Я взглянул на него, не понимая, что он имеет в виду.

– Но ведь она в самом деле прелестная девушка.

– И к тому же прелестно одевается. Этот креп-марокен и воротник из чернобурки... Dernier cri![49]

– Вам бы быть портнихой, Пуаро! Вот я никогда не замечаю, как люди одеты.

– Тогда вам следует вступить в колонию нудистов.

Я готов был вспылить, но Пуаро внезапно переменил тему:

– Знаете, Гастингс, я не могу избавиться от ощущения, что во время нашего сегодняшнего собрания уже было сказано что-то важное. Странно, я никак не могу ухватить, что же это такое. Просто какое-то смутное впечатление, проскользнувшее в моем уме. Я вспомнил о чем-то, что я уже видел, или слышал, или заметил...

– Это связано с Черстоном?

– Нет, не Черстон... раньше... Ну, неважно, это впечатление еще вернется.

Он посмотрел на меня (может быть, я слушал его не очень внимательно) и рассмеялся.

– Она – ангел, не так ли? – сказал он и снова стал напевать: – «Прилетела из рая, в Швеции лишь отдыхая...»

– Пуаро, – сказал я, – идите к черту!

Глава 20

ЛЕДИ КЛАРК

Когда мы во второй раз приехали в Комбсайд, там на всем лежала печать глубокой и безысходной тоски. Отчасти это было, вероятно, вызвано погодой – стоял сырой сентябрьский день, и в воздухе чувствовалось приближение осени; отчасти же, несомненно, тем, что дом казался почти необитаемым. Комнаты первого этажа были заперты, и окна в них закрыты ставнями, а в той маленькой комнатке, куда нас ввели, пахло чем-то затхлым и не хватало воздуха.

Оправляя на ходу накрахмаленные манжеты, к нам вышла медицинская сестра, имевшая, по-видимому, большой опыт в своей работе.

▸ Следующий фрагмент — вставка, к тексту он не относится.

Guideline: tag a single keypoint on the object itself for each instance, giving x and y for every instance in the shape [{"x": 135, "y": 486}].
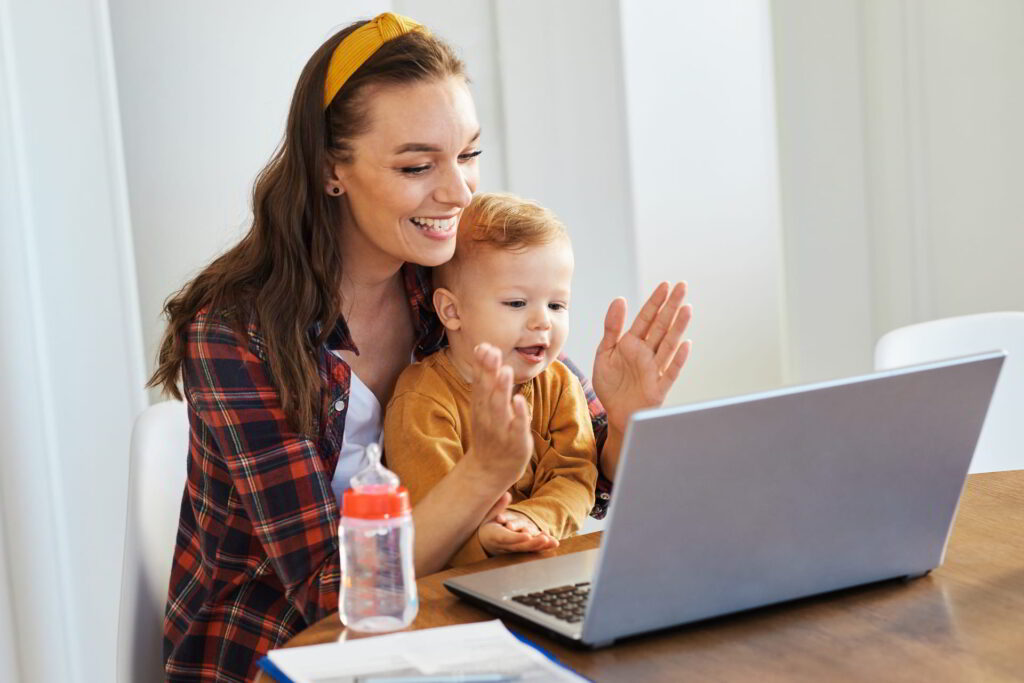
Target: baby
[{"x": 508, "y": 285}]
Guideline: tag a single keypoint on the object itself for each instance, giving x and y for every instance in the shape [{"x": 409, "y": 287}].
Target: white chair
[
  {"x": 1001, "y": 442},
  {"x": 156, "y": 482}
]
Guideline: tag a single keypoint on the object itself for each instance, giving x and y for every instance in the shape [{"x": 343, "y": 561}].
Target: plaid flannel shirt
[{"x": 257, "y": 558}]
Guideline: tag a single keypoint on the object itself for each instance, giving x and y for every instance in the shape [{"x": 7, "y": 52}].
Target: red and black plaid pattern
[{"x": 256, "y": 558}]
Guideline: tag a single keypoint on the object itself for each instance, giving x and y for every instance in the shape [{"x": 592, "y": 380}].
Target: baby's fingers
[{"x": 532, "y": 544}]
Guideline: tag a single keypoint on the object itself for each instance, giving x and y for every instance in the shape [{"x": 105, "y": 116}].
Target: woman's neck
[{"x": 369, "y": 274}]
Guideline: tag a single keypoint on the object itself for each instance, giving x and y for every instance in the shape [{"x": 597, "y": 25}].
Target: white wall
[
  {"x": 945, "y": 85},
  {"x": 901, "y": 167},
  {"x": 705, "y": 181},
  {"x": 818, "y": 72},
  {"x": 566, "y": 144},
  {"x": 71, "y": 353}
]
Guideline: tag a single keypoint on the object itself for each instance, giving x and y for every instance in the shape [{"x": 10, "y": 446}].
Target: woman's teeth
[{"x": 436, "y": 224}]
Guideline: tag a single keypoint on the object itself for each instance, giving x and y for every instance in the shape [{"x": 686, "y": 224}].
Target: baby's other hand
[{"x": 515, "y": 534}]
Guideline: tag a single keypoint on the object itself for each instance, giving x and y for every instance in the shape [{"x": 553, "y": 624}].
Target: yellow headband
[{"x": 359, "y": 45}]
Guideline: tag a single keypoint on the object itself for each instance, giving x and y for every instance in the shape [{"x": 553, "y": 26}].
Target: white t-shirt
[{"x": 363, "y": 427}]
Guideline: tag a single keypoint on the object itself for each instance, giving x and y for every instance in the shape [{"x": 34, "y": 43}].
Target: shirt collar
[{"x": 429, "y": 331}]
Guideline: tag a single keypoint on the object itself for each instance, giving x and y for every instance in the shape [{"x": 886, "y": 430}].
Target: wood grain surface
[{"x": 965, "y": 622}]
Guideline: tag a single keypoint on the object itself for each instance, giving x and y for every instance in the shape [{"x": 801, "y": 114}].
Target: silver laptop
[{"x": 735, "y": 504}]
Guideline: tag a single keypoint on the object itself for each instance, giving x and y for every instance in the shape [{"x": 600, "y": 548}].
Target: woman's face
[{"x": 412, "y": 172}]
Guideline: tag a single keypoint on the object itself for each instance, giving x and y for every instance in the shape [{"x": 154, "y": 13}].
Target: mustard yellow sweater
[{"x": 427, "y": 430}]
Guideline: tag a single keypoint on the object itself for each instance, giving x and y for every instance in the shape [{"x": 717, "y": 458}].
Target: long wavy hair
[{"x": 286, "y": 271}]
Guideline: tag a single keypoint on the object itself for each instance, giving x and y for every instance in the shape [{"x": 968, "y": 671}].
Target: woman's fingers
[
  {"x": 670, "y": 344},
  {"x": 666, "y": 316},
  {"x": 644, "y": 319}
]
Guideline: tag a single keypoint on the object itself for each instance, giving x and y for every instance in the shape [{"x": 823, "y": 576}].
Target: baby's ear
[{"x": 446, "y": 305}]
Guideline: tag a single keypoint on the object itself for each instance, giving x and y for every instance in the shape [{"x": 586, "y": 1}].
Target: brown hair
[{"x": 286, "y": 271}]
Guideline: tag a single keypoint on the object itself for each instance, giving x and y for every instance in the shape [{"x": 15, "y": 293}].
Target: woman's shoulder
[{"x": 225, "y": 326}]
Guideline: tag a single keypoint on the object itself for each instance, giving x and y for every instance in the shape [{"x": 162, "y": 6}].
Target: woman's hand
[
  {"x": 502, "y": 442},
  {"x": 636, "y": 370},
  {"x": 513, "y": 532}
]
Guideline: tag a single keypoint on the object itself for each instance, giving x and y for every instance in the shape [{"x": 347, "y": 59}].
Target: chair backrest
[
  {"x": 1001, "y": 442},
  {"x": 156, "y": 483}
]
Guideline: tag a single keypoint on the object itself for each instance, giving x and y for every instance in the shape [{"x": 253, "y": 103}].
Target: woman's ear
[
  {"x": 334, "y": 179},
  {"x": 446, "y": 305}
]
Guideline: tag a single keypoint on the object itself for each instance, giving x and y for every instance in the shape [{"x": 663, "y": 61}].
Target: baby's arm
[
  {"x": 422, "y": 443},
  {"x": 566, "y": 470}
]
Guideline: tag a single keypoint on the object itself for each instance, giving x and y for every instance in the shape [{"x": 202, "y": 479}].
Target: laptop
[{"x": 734, "y": 504}]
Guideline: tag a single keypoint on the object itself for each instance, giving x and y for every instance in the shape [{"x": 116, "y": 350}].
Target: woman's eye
[{"x": 415, "y": 170}]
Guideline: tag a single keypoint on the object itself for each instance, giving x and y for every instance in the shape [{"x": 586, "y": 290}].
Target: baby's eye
[{"x": 415, "y": 170}]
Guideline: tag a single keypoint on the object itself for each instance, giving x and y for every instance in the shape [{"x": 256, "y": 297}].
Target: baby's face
[{"x": 518, "y": 302}]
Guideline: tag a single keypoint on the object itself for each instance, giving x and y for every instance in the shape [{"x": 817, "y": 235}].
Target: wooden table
[{"x": 965, "y": 622}]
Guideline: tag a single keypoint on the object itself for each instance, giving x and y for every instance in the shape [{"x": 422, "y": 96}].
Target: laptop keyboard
[{"x": 564, "y": 602}]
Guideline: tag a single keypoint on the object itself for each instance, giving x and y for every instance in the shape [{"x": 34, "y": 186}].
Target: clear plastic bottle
[{"x": 378, "y": 582}]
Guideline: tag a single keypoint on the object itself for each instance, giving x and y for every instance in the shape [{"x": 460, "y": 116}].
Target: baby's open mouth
[{"x": 535, "y": 353}]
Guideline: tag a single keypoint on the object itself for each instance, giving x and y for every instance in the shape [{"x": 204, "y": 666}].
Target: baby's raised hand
[
  {"x": 502, "y": 443},
  {"x": 513, "y": 532}
]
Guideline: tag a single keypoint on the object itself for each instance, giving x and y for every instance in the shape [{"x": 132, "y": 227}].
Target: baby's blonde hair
[{"x": 502, "y": 221}]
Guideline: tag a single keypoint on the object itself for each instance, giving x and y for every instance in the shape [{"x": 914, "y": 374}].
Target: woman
[{"x": 288, "y": 344}]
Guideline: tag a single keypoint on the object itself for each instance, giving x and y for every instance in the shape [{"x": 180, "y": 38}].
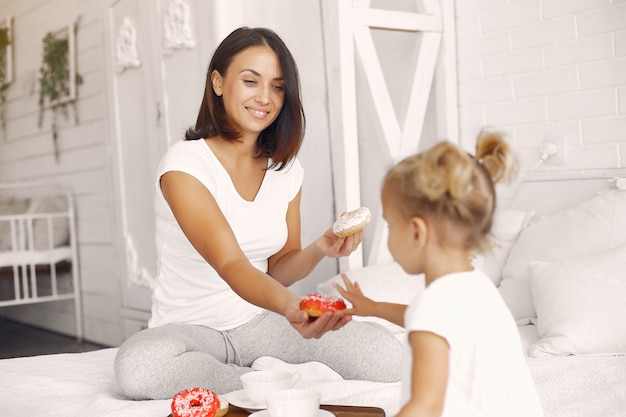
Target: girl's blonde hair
[{"x": 454, "y": 188}]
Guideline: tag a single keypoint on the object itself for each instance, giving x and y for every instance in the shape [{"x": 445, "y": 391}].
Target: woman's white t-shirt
[
  {"x": 188, "y": 290},
  {"x": 488, "y": 374}
]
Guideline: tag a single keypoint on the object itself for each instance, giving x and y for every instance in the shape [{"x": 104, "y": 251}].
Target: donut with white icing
[{"x": 352, "y": 222}]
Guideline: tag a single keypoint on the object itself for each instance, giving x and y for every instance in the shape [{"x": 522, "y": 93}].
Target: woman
[{"x": 228, "y": 242}]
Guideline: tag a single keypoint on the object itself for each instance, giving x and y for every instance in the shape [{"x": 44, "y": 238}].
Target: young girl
[
  {"x": 465, "y": 354},
  {"x": 227, "y": 205}
]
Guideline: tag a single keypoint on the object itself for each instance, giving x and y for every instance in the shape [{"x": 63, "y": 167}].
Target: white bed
[
  {"x": 38, "y": 253},
  {"x": 567, "y": 300}
]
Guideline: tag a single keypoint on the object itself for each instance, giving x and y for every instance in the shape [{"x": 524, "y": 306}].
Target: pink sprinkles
[{"x": 195, "y": 402}]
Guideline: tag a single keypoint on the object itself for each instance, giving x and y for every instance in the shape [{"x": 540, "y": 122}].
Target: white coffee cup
[
  {"x": 293, "y": 402},
  {"x": 257, "y": 384}
]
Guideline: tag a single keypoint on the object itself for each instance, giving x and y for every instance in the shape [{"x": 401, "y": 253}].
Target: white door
[{"x": 382, "y": 57}]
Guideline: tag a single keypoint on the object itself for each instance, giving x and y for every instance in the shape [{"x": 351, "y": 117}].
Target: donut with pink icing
[
  {"x": 316, "y": 304},
  {"x": 196, "y": 402}
]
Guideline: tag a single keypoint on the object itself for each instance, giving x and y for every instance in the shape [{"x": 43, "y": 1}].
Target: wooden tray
[{"x": 337, "y": 410}]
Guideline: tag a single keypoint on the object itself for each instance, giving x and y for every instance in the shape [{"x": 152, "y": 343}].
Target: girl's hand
[
  {"x": 315, "y": 329},
  {"x": 334, "y": 246},
  {"x": 361, "y": 305}
]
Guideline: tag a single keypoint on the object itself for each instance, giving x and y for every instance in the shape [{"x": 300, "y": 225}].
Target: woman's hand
[
  {"x": 314, "y": 329},
  {"x": 361, "y": 305},
  {"x": 334, "y": 246}
]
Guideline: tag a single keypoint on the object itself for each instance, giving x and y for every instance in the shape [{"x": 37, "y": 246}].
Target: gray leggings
[{"x": 159, "y": 362}]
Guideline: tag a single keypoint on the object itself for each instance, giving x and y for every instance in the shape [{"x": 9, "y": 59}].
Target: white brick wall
[{"x": 538, "y": 68}]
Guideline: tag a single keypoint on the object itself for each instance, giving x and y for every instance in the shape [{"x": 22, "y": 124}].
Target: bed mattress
[{"x": 83, "y": 384}]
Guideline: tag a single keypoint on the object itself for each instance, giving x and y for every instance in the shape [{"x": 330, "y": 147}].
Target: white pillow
[
  {"x": 385, "y": 282},
  {"x": 594, "y": 225},
  {"x": 507, "y": 225},
  {"x": 580, "y": 304}
]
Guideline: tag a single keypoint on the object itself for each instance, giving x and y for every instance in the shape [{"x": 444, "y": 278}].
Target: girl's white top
[
  {"x": 488, "y": 374},
  {"x": 188, "y": 289}
]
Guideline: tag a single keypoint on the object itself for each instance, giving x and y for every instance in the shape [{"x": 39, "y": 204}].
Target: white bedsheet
[{"x": 83, "y": 384}]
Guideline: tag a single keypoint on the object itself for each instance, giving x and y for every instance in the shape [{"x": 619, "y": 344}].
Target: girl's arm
[
  {"x": 203, "y": 223},
  {"x": 292, "y": 263},
  {"x": 429, "y": 375},
  {"x": 364, "y": 306}
]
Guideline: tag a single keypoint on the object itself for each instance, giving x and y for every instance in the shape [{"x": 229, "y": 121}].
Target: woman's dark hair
[{"x": 281, "y": 140}]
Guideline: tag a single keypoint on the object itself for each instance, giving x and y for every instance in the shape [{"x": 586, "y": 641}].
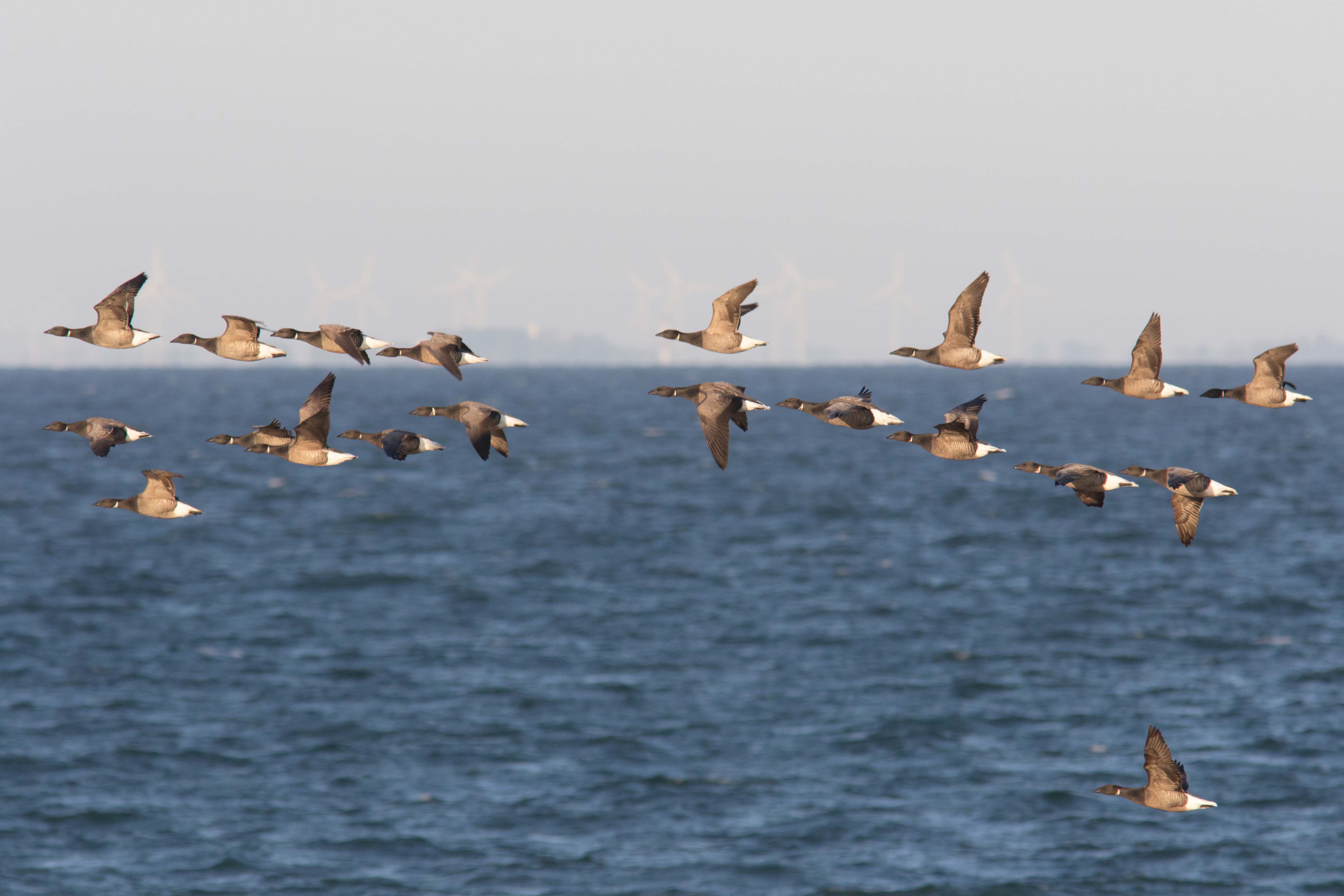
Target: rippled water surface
[{"x": 604, "y": 667}]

– Мосье Пуаро? – оживленно заговорила она. – Я сестра Кэпстик. Я получила от мистера Кларка письмо о вашем приезде.

Пуаро спросил о здоровье леди Кларк.

– Она чувствует себя неплохо, насколько это возможно...

«Насколько это возможно для человека, приговоренного к смерти!» – мысленно продолжил я.

– Конечно, трудно рассчитывать на значительное улучшение, – продолжала сестра Кэпстик, – но ей прописали новое лекарство, облегчившее ее страдания. Доктор Логан очень доволен ее состоянием.

– Все же надежды на ее выздоровление нет? – спросил Пуаро.

– О, мы этого никогда не говорим, – ответила сестра, очевидно несколько шокированная таким прямым вопросом.

– Вероятно, гибель мужа была для нее ужасным ударом?

– Видите ли, мосье Пуаро, – только поймите меня правильно, – для нее это не было таким ударом, каким подобное горе было бы для человека здорового и с вполне ясным рассудком. Для леди Кларк в ее состоянии все события проходят, как в тумане.

– Простите, что я об этом спрашиваю, но она и ее муж очень любили друг друга?

– Да, прежде они были очень счастливы. Он, бедный, так беспокоился о ней! Знаете, для врачей это еще тяжелее – они не могут тешить себя ложными надеждами. Мне кажется, что вначале болезнь жены ужасно угнетала его.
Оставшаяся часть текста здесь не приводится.